On the right, there is talk about whether the Republican Party can retain fundamentalists after recent decades of activism. Some religious conservatives are urging their faithful to back off politics entirely, in effect echoing a Colonial-era notion that church-state separation springs from a need to keep politics from corrupting religion.

Yet some moderate Republican strategists warn that turning the party over to religious conservatives in 2000 would court disaster. They, and the campaign-seasoned conservatives who want to downplay a hard-line abortion litmus test, are trying to work pragmatically around insoluble conflicts of values.

But there are less fractious arenas where citizens want policies and laws to reflect what they believe. The Democrats are polling and vowing to “take back God this time,” in the words of one advisor to Vice President Al Gore. Texas Gov. George W. Bush, in announcing his candidacy last weekend for the Republican presidential nomination, used language similar to that used by Gore on this subject. The nation is not going to solve every one of the big policy questions to everyone’s satisfaction across the partisan spectrum. However, it is significant and hopeful that the search today for constitutional ways of bringing religious points of view into public debates is based so broadly.

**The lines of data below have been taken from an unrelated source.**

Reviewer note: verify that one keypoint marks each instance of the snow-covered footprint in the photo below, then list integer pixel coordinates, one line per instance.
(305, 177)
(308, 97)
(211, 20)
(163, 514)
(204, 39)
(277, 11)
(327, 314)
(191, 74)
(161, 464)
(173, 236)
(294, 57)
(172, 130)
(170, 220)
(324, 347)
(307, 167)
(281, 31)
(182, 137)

The key goal in law and policy will be to identify the principles that arise from faith that can be applied universally. Among these are: from the Democrats, a high regard for economic fairness, compassion, and toleration and inclusion for minorities; from the Republicans, concern with individual responsibility, individual freedom and moral accountability. Americans can seek common ground in these principles, which are separate from religious dogma and all of its sharp divisions.